WEX
From Freebase
The Freebase Wikipedia Extraction (WEX) is a processed dump of the English language Wikipedia. The wiki markup for each article is transformed into machine-readable XML, and common relational features such as templates, infoboxes, categories, article sections, and redirects are extracted in tabular form. Freebase WEX is provided as a set of database tables in TSV format for PostgreSQL, along with tables providing mappings between Wikipedia articles and Freebase topics, and corresponding Freebase Types.
Freebase WEX is provided free of charge for any purpose with regular updates by Metaweb Technologies. It is distributed, like Wikipedia itself, under the terms of version 1.2 of the GNU Free Documentation License or any later version published by the Free Software Foundation.
Contents |
Citing
If you'd like to cite WEX in a publication, you may use:
Metaweb Technologies, Freebase Wikipedia Extraction (WEX), http://download.freebase.com/wex/, <month> <day>, <year>
Or as BibTeX:
@misc{metaweb:wex,
title = "Freebase Wikipedia Extraction (WEX)",
author = "Metaweb Technologies",
howpublished = "\url{http://download.freebase.com/wex/}",
edition = "<month> <day>, <year>",
year = "<year>"
}
Related Work
- DBpedia, "a community effort to extract structured information from Wikipedia and to make this information available on the Web", http://dbpedia.org/
- Hugo Zaragoza, Jordi Atserias, Massimiliano Ciaramita and Giuseppe Attardi, (Yahoo! Research Barcelona), Semantically Annotated Snapshot of the English Wikipedia, http://www.yr-bcn.es/semanticWikipedia, 2007.
Setup
Freebase WEX data files are provided in TSV format suitable for bulk loading into PostgreSQL (version 8.3). Other database servers such as MySQL should also be suitable, but will require a different setup procedure to what is presented here, and are not currently tested (let us know if you use Freebase WEX on such a platform). The following procedure assumes you have already installed PostgreSQL, and are running a UNIX operating system such as Linux.

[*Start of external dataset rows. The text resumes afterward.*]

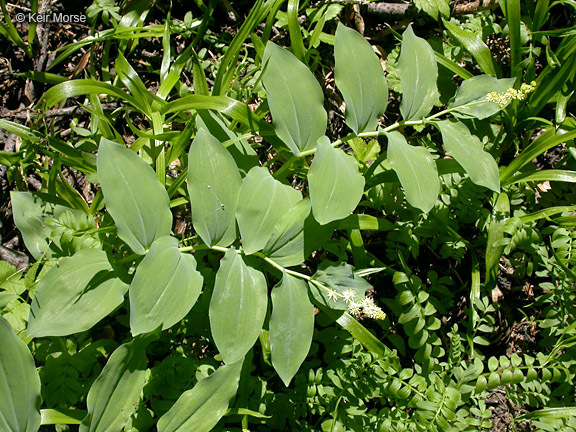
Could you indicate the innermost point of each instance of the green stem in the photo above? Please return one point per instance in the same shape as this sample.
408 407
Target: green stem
380 132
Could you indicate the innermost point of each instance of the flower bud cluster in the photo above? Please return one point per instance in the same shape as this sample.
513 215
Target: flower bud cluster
502 99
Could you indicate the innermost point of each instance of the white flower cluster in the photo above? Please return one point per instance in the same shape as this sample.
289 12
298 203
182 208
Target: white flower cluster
365 307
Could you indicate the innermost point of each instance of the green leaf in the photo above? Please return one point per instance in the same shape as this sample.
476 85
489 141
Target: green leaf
295 99
474 45
31 212
545 141
241 150
434 8
165 287
80 87
62 416
256 216
494 246
474 91
200 408
336 186
467 150
237 307
551 413
286 245
363 335
418 72
291 326
213 185
365 152
338 277
75 294
360 78
544 175
231 107
115 394
416 170
19 384
134 197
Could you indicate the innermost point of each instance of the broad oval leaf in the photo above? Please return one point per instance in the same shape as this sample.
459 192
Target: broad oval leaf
416 171
213 185
286 245
134 197
468 152
262 202
473 44
237 307
115 394
19 384
291 326
200 408
418 72
336 186
75 294
31 211
295 99
360 78
165 287
474 91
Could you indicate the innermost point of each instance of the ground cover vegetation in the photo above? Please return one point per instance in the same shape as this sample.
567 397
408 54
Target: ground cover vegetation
284 215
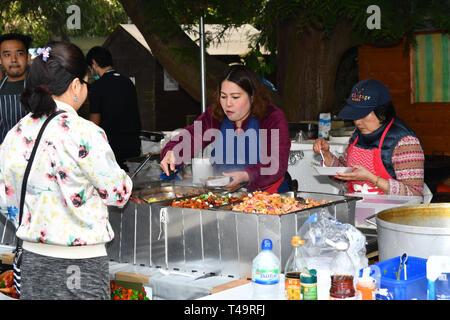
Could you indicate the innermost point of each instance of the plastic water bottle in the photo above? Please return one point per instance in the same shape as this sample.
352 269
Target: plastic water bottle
266 273
438 275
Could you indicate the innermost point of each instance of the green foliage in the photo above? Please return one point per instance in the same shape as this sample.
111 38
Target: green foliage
46 20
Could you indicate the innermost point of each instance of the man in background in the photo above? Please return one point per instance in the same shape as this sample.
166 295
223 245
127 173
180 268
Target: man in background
113 106
14 58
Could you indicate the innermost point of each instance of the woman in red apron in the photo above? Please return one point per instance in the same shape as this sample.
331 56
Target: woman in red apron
242 112
385 153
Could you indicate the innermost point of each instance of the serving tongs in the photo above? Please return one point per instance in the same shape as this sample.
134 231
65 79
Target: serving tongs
229 190
148 157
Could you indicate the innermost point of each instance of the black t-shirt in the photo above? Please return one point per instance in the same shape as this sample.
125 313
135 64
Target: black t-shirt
14 88
114 97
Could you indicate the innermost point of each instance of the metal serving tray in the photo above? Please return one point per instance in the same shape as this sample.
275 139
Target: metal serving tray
215 240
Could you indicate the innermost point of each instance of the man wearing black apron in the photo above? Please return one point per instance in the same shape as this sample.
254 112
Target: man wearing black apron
15 58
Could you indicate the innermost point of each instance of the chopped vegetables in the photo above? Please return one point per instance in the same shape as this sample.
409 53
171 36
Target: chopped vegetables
266 203
121 293
205 201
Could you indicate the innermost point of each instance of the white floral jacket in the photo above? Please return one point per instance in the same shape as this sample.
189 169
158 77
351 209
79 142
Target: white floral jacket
74 177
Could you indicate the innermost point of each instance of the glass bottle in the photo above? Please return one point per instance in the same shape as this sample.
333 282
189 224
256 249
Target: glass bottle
293 269
342 274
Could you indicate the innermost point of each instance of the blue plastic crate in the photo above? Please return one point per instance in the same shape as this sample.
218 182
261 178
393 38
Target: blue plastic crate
415 285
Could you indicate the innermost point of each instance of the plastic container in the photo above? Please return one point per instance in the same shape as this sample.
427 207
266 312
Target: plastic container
295 265
324 125
308 282
266 273
413 288
438 278
365 286
342 274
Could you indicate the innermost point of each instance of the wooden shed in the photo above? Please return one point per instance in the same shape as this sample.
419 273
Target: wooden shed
164 105
418 79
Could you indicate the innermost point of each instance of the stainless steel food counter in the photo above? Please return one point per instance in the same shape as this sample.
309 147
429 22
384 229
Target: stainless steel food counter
216 240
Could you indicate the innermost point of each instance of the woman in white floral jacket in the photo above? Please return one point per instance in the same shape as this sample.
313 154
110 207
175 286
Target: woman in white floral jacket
74 177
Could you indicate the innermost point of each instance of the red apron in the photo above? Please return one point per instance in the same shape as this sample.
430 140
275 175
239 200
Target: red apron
371 159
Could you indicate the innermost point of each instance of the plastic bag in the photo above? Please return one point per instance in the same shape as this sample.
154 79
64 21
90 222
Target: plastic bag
321 226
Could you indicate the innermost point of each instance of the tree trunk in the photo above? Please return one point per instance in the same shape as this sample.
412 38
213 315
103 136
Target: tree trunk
185 71
307 63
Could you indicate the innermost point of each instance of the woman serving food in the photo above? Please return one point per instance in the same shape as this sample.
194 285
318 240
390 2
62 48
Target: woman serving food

Download the latest Freebase WEX archive:
wget http://download.freebase.com/wex/YYYY-MM-DD/freebase-wex-YYYY-MM-DD.tar
Extract the archive:
tar xvf freebase-wex-YYYY-MM-DD.tar cd freebase-wex-YYYY-MM-DD
Contained are 9 bzip2 compressed TSV data files corresponding to each of the Freebase WEX tables:
- freebase-wex-YYYY-MM-DD-articles.tsv.bz2
- freebase-wex-YYYY-MM-DD-redirects.tsv.bz2
- freebase-wex-YYYY-MM-DD-sections.tsv.bz2
- freebase-wex-YYYY-MM-DD-template_calls.tsv.bz2
- freebase-wex-YYYY-MM-DD-template_values.tsv.bz2
- freebase-wex-YYYY-MM-DD-category_members.tsv.bz2
- freebase-wex-YYYY-MM-DD-freebase_wpid.tsv.bz2
- freebase-wex-YYYY-MM-DD-freebase_names.tsv.bz2
- freebase-wex-YYYY-MM-DD-freebase_types.tsv.bz2
And 6 files to facilitate the setup procedure:
- readme.html (this document)
- wexsetup.py
- tables.sql
- constraints.sql
- indexes.sql
- checksum.md5
Decompress the TSV files:
bunzip2 --show-progress *.tsv.bz2
Verify the MD5 checksum of the TSV files:
md5sum --check checksum.md5
The included wexsetup.py Python script will generate a SQL script
to load and optimize Freebase WEX to a PostgreSQL server. By default, this script will
look for TSV files in the current working directory, and will load to the
public schema of the selected database. Use the xml option to
take advantage of the new XML parsing features introduced in
PostgreSQL 8.3:
usage: wexsetup.py [options]
options:
-h, --help show this help message and exit
--schema=SCHEMA PostgreSQL schema [public]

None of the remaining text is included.